NEW YORK (Reuters) - U.S. airline stocks tumbled again on Wednesday on renewed fears of a drop-off in air travel spurred by reports that a second Texas nurse had contracted the deadly Ebola virus and traveled on a U.S. airline flight.
Shares of United Continental Holdings Inc UAL.N were down 7.1 percent $40.12 in mid-day trading on the New York Stock Exchange. Airlines American Airlines Group AAL.O shares were down 6.25 percent at $29.54. Delta Air Lines Inc DAL.N shares were down 4.5 percent at $31.30. JetBlue Airways Corp JBLU.O was down 3.8 percent at $9.84.
The shares also fell sharply on Monday on similar concerns about the potential spread of the disease from West Africa. The first person diagnosed with Ebola in the United States, Thomas Eric Duncan, died at a Dallas hospital on Oct. 8. A nurse who cared for Duncan was diagnosed with the disease on Sunday.
On Wednesday, a second nurse involved in Duncan’s care tested positive for the disease and had traveled by air the day before she reported symptoms.
The worker at Texas Health Presbyterian Hospital in Dallas took a Frontier Airlines flight from Cleveland, Ohio, to Dallas/Fort Worth International Airport on Monday, U.S health and airline officials said.
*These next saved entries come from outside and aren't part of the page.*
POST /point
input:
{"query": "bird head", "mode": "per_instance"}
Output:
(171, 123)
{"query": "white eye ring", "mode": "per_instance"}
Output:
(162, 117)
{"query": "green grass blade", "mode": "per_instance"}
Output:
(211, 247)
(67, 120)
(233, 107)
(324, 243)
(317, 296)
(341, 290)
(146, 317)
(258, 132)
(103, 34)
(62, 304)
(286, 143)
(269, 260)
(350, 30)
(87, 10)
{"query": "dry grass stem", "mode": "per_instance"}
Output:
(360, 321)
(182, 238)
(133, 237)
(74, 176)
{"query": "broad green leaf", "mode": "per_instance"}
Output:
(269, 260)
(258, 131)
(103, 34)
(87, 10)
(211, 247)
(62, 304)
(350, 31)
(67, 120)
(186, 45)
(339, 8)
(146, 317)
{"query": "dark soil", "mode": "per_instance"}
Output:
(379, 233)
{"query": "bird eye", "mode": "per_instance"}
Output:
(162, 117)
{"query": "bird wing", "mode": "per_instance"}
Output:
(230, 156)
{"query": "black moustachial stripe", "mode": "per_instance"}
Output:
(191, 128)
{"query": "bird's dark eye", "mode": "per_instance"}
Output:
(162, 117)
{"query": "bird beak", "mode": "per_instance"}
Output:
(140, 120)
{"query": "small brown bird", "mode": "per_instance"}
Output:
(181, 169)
Frontier, based in Denver, was acquired from Republic Airways Holdings RJET.O last year by private equity firm Indigo Partners LLC.
Holiday travel data through Oct. 5 show bookings are on par with last year, UBS analyst Darryl Genovesi. He and other analysts said U.S. airline shares could make gains in the fourth quarter, helped by lower fuel prices.
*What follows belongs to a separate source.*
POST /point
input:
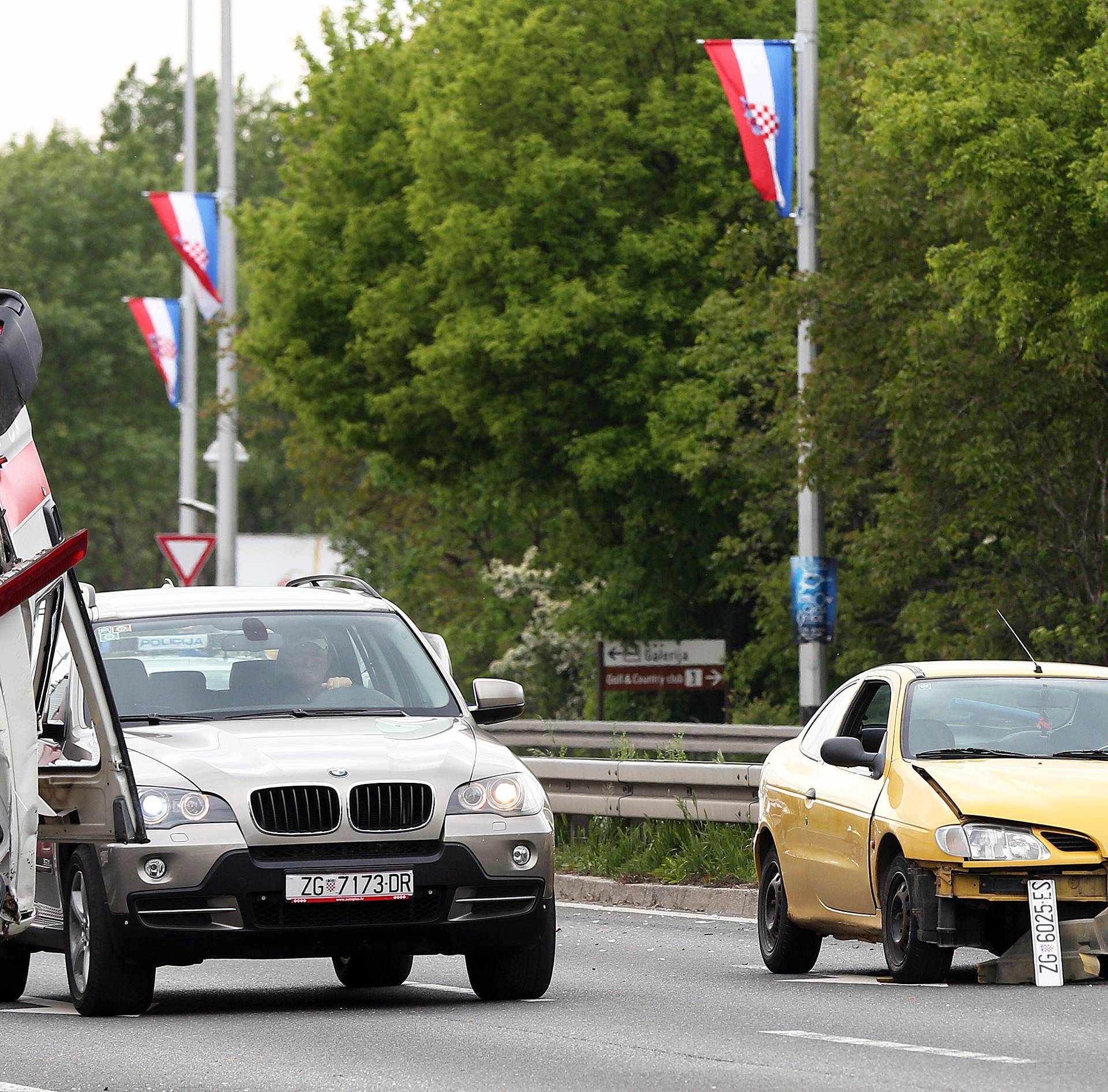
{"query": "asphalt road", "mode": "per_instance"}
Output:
(639, 1000)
Some said holiday travel was likely to remain solid, despite disease concerns. “In the fourth quarter, people generally go home for Christmas,” said Helane Becker, an analyst at Cowen and Co.
“I really doubt that Ebola is a threat to airline earnings in the fourth quarter,” said Michael Derchin, an analyst at CRT Capital Group. With jet fuel prices lower than in the third quarter, he said, “I would be shocked if earnings were not a lot higher. I would be very surprised if there was any meaningful impact on air travel from Ebola.”
But bookings could fall if Ebola fears mount. “It is certainly possible that demand has deteriorated over the past 10 days,” Genovesi said.